Monday, December 05, 2005

Teflon is in Your Food Packaging and You Don't Even Know It

Perfluorooctanoic acid, or PFOA, is used to make Teflon and nonstick cookware. Studies have shown that PFOA causes cancer and other health problems in laboratory animals. PFOA is one of the toxic chemicals released when Teflon-coated pans are overheated.

Carcinogens in Popcorn Packaging

Now it's been reported that there are likely other major sources of PFOA out there -- items like food containers and packaging. Fluorotelomers, which are chemicals used in food packaging as well as in rugs and clothing, break down into PFOA in the environment and when you ingest them.

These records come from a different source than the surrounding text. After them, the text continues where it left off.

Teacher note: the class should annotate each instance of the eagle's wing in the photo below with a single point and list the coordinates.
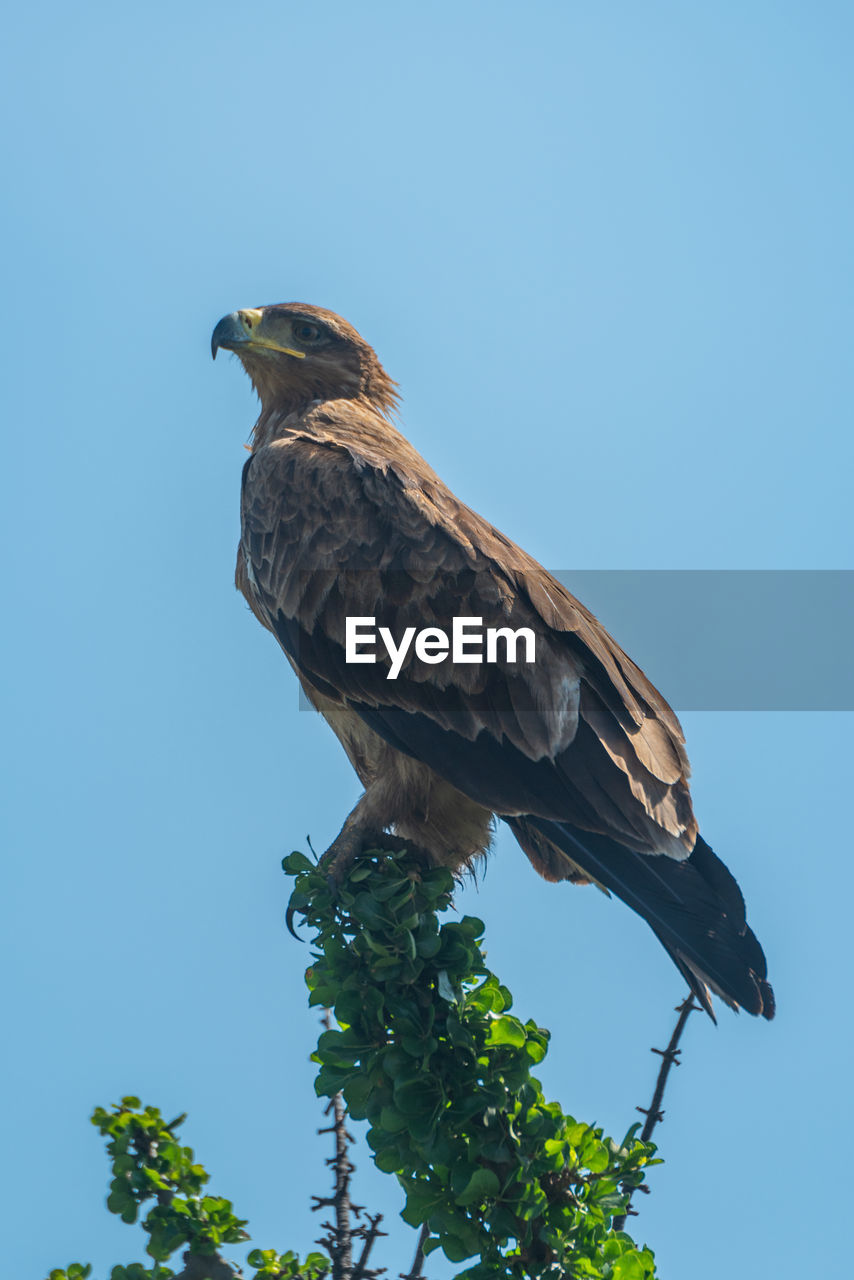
(578, 752)
(580, 735)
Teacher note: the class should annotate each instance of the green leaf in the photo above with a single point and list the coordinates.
(482, 1185)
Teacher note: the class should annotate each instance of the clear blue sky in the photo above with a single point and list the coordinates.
(607, 252)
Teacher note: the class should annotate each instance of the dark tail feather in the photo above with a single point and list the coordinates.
(694, 908)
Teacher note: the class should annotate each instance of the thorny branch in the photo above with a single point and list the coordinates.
(653, 1112)
(341, 1234)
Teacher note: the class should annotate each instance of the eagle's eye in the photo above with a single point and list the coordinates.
(305, 330)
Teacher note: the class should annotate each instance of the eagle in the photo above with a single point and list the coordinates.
(347, 533)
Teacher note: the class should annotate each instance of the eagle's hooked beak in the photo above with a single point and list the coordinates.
(241, 329)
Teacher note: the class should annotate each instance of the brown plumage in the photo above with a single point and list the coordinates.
(576, 752)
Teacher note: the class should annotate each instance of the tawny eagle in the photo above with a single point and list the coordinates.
(341, 519)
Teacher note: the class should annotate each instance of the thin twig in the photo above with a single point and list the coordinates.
(416, 1270)
(369, 1234)
(653, 1112)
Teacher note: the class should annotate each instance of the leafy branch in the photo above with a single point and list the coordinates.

Several animal studies have demonstrated this, including one by the Environmental Protection Agency.

In one frightening example, the Food and Drug Administration (FDA) has looked at microwaveable popcorn packaging and found that PFOA is not only present, but that it migrates to the oil from the packaging during heating.

Other than microwave popcorn bags, fluorotelomers are used in:
Packaging for fast foods like sandwiches, chicken and French fries
Packaging for pizza, bakery items, drinks and candy
Paper plates

It's in Your Blood
PFOA can now be found in the blood of 90 percent of Americans, and in one study that tested 600 children, 96 percent had PFOA in their blood. Unfortunately, while you can choose whether or not to use Teflon pans, there is currently no way for consumers to tell if packaging contains fluorotelomers.